One of the most notable trends of the last year has been the rebound in travel, both in the UK and across the globe, as workers have gone back to their offices and holidaymakers have gone on what the media likes to refer to as ‘revenge travel’, making up for trips which were put off due to the pandemic.

Yet strangely, shares in food travel expert SSP (SSPG) are still only half their value at the start of 2020, which suggests investors have overlooked the business and its potential for recovery.The group, which operates over 2,800 outlets ranging from food on-the-go kiosks to fine dining venues at railway stations and airports in 35 countries worldwide, under such brands as Upper Crust, Ritazza and Le Grand Comptoir, is rapidly making up lost ground.

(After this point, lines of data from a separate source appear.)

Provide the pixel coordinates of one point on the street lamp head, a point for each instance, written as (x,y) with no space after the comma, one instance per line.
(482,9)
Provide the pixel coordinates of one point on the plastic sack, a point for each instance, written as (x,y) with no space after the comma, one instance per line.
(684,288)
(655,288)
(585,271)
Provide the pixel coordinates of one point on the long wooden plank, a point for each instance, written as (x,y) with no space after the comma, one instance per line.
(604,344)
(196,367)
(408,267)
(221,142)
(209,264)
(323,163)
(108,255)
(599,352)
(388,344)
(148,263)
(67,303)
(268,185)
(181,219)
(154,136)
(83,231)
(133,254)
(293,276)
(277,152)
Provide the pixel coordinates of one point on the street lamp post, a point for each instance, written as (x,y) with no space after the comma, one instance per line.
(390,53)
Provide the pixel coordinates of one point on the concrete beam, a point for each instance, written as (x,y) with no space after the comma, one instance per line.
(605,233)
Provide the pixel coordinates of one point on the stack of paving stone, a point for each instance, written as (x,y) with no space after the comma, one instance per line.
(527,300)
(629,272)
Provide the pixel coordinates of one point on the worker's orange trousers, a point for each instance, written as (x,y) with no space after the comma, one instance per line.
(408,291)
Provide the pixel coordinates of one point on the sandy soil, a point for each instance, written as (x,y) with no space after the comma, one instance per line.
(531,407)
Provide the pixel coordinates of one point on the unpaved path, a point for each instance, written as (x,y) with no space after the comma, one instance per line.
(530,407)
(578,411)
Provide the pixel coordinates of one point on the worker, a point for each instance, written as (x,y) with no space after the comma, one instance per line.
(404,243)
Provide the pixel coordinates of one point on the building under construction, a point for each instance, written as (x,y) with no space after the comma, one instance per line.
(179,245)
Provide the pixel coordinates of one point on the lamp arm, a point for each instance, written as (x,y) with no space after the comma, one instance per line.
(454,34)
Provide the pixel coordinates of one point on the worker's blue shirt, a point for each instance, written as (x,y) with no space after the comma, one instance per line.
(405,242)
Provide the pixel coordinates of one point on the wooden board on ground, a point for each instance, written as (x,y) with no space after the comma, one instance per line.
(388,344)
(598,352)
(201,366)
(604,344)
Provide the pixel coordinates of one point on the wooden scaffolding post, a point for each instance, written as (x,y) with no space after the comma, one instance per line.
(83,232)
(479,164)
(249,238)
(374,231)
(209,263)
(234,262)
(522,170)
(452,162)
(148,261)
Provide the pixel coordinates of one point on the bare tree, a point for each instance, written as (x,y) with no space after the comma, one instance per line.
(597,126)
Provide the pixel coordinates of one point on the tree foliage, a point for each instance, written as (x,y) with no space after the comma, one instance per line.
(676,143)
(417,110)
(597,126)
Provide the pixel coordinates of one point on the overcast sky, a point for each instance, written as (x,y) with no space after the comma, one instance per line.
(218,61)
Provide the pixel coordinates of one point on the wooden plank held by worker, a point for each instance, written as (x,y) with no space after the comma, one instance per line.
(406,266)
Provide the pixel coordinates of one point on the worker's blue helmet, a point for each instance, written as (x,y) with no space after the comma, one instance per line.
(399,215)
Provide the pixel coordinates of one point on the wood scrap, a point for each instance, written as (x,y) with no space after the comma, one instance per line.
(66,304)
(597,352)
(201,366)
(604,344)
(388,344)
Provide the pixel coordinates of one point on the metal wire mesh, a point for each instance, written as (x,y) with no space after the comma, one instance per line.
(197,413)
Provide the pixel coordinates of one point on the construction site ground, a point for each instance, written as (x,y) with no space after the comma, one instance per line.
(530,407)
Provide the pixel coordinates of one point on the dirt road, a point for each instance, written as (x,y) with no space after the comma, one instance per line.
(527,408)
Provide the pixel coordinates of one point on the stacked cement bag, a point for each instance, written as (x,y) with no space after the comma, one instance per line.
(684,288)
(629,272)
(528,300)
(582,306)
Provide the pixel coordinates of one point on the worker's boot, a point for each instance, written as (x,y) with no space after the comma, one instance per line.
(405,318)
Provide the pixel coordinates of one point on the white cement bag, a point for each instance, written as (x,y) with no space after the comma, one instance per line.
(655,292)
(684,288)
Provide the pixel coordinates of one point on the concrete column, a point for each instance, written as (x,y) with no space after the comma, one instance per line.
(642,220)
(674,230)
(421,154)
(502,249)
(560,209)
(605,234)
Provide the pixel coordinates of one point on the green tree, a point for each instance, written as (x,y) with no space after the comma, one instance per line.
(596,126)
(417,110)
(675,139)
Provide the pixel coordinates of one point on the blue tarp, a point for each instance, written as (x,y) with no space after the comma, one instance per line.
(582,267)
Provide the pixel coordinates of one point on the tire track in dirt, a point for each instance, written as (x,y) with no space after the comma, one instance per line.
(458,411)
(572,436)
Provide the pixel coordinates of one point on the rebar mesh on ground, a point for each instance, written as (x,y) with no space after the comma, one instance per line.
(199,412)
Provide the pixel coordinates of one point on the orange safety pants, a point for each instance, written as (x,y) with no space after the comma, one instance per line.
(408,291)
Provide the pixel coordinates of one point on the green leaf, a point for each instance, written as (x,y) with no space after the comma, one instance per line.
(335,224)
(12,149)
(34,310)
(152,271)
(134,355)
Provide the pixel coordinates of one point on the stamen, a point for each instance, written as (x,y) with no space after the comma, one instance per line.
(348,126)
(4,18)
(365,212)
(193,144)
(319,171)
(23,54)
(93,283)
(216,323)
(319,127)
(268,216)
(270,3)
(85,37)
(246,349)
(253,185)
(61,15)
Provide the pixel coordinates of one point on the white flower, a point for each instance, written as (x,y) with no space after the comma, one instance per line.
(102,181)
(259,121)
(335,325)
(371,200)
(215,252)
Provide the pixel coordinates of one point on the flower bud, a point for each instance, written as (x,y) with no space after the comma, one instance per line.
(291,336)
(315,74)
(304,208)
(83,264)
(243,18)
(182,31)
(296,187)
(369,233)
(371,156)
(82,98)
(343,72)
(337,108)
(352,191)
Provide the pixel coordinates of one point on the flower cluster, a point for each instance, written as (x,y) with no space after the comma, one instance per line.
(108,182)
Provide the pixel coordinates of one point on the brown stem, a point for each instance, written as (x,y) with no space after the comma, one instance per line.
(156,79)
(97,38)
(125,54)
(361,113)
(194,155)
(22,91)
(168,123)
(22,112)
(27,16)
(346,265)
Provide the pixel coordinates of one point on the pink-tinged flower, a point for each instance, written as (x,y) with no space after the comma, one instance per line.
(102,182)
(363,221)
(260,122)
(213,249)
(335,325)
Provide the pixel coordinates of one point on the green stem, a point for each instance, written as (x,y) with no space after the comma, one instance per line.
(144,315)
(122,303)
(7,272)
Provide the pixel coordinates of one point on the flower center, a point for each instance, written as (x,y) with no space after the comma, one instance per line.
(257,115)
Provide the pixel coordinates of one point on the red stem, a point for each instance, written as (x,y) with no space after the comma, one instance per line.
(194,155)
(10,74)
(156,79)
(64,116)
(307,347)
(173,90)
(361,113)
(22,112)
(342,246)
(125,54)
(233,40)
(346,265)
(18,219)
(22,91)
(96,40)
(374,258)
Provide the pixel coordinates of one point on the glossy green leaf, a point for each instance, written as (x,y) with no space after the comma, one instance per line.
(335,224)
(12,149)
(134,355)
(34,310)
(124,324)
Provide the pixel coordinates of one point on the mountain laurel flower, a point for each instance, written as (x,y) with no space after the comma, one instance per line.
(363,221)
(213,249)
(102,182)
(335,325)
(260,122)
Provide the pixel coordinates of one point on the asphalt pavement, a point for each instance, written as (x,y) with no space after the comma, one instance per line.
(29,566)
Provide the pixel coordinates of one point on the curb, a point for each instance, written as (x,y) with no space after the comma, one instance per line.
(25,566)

In the six months to March 2023, sales were up 64% to £1.32 billion, taking them above 2019 levels for the first time, while operating profits reached £34 million against a prior-year loss of £36 million.

While we appreciate London isn’t representative of the whole of the UK, recent Transport for London data suggests office attendance in the capital is back to around 70% of pre-pandemic levels and the situation is likely to be similar in other big cities.

Also, research by the Centre for Cities and Imperial College estimates around half of those workers who are back in the office spend a minimum of three days at their desk, with this proportion higher for workers under 30.

In Europe, air travel has soared in the past year with low-cost airline Ryanair saying it carried 169 million passengers in the 12 months to March, 74% more than in the previous period, while it also noted a sharp increase in Asian and US visitors to Europe thanks to the strength of the dollar.

The pick-up in people using trains and planes has helped SSP grow its European revenues to 116% of 2019 levels, while in North America revenues are 124% of 2019 levels thanks to a surge in spending on travel and leisure as customers look to make the most of their free time.

Earlier this month, SSP announced it had increased its North American footprint with the acquisition of the concessions business of Midfield, giving it a presence in 30 of the largest US airports and bringing in an extra $100 million of annual revenue.

Thanks to this sharp recovery in activity, the group now sees sales and operating profit at the top end of previous expectations driven by its North American and Rest of the World operations.